Noh Poetry 2021
Leaving cosmos for a simpler pastorale, pursuers of progressive pleasures locate delights closer to home.
Despite their famous sci-fi leanings, all the participants of this project have always had a soft spot for folk music, and it showed even on prog-centered opuses like "The Hollow Lands" where aural assault plays a pivotal part – which is why that album’s follow-up couldn’t sound more surprising. Acoustically driven, “Evolution Ritual” is an entirely instrumental record, so even the artists whose voices were heard on previous Don Falcone-directed works stick solely to their other performing talents here. The results of such an approach create a different sort of mystical air, soft pieces emanating warm aura – smelling of ancient tradition yet often giving off chamber aroma.

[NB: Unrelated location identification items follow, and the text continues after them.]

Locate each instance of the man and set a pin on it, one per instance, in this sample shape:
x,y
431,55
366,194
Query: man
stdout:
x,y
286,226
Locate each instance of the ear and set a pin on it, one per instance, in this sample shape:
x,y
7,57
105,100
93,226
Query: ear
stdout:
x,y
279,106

Of course, the project’s framework has dictated the obligatory presence of a few space-themed tracks, but “Alternating Universes” and “Strolling Into The Future” – the jovial former jiving to Theo Travis’ flute and Steve York’s bass and the playful latter dancing a hoedown to Albert Bouchard’s drums and Andy Dalby’s dobro – still feed this atmosphere that the album’s titular number unfolds in the solemn swirl of vargan’s hazy drone and trumpet’s blazing blare, all wrapped in woodwind and laced with guitar before Daryl Way’s violin and Bridget Wishart’s synthesizer fill the murky “Caves” with mesmeric mélange of baroque and raga. However, while David Jackson’s multiple jazz-jolly reeds march the groovy “The Laws Of Umber” towards a medieval fair, Michael Moorcock’s harmonica and Mick Slattery’s six strings drive “Abandoned Habitat” to a sad end of country spectrum, until another violin, David Cross‘, and Cyrille Verdeaux’s agile piano let “The Dream Find” soar romantically in slow-mo to the thunderous skies which the tamboura and four udus open in “Far & Away The Lands Escape, Bias Of Recency” to add a delicate drama to the proceedings.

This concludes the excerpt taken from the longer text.